Sus compañeros intercambiaron insultos, amenazaron con el puño y avanzaban a sus adversarios. Los vigías no les quitaban el ojo, apretando las lanzas y alzando los escudos. El imperial que había comenzado desenvainó una espada, su vaina y brazales también destelleaban en un mar de colores a la incidencia de la luz; la piel de serpiente era lustrosa. El anciano dio un paso atrás, pero sus acompañantes respondieron el acero. Varios guardias de la ciudad se aproximaron con las armas en posición de combate, y les rodearon con prontitud.

—¡La paz en nuestra ciudad no será rota por sus disputas! Valoramos nuestra neutralidad. Si aprecian su vida se retirarán con las armas envainadas.

El grupo con ropajes coloridos obedeció al instante, pero los imperiales no cedieron. Por un momento pensé que arremeterían contra los opositores. El hombre de la capa solo gritó.

—¡Maxgranor! ¡Gravanis!

Al acto las armas fueron envainadas, como si de una orden marcial se tratara. Los guardias levantaron las armas y abrieron el camino.

—¡Dravanor!

Volvió a vociferar el que parecía ser el comandante de los imperiales, y como soldados iniciaron su marcha. Sus rivales esperaron algunos momentos antes de hacer lo propio.

—Había escuchado que Anguis y Egrilhos no podían cruzar mirada por la guerra, pero no pensé que esas enemistades alcanzaran las ciudades mercantes —declaró Runfeld, con la mirada aún fija en los grupos que se marchaban.

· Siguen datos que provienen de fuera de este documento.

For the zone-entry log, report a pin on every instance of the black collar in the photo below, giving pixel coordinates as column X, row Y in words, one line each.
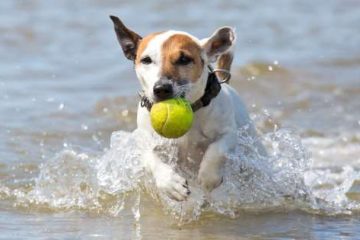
column 212, row 89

—Los neutrales son los mercaderes, no los compradores. Supongo no podría esperarse algo diferente en un sitio donde ambos comprar las armas para matarse mutuamente.

—Esto es lo que sucede cuando las viejas costumbres no son seguidas —sentenció, soltando un sonoro bufido.

—No olvides que esas costumbres son solo norteñas, no por nada estamos separados del resto.

Mi compañero solo atinó sacudir sus hombros, como si con eso le restara importancia al asunto. Sus labios estaban apretados, con seguridad mordiendo su lengua.

Un par de guardias detuvieron nuestro paso, barriendo con la mirada a nuestros animales de tiro. Uno de ellos se les acercó con la lanza por delante. El otro se posó al lado de mi compañero, cuestionando.

—Esas son bestias imperiales de combate. No queremos más incidentes en nuestra ciudad. ¿Qué hace un par de norteños con tan extravagante animal de tiro?

Mi compañero torció la boca. Yo me adelanté, posando mi mano en su hombro para detener cualquier mordaz comentario.

—Fueron regalos, honorable, de un gobernante del norte. Sabrá que los caminos pueden ser peligrosos. No tiene de qué temer, están entrenados.

Las miradas escrutaron a los reptiles otra vez. El guarda junto a ellos dio vuelta a su lanza y golpeó los costados de una de las criaturas. Esta solo dio un leve bufido de advertencia, pero después continuó probando el aire, desinteresada en el hombre a su lado.

—No correremos riesgos. Deberán dejarlos fuera —declaró el guardia.

—¿Sus hombres tomarán su lugar? —sentenció Valdrik. Ambos guerreros lo fulminaron con la mirada, pero él continuó antes que pudieran protestar. —Tenemos varios restos de animales para negociar. Entre ellos los de un brako, o bisonte gigante en la lengua común. ¿Cómo piensa que los ingresaremos a su ciudad? Creía que aquí cualquiera podía venir a hacer negocios.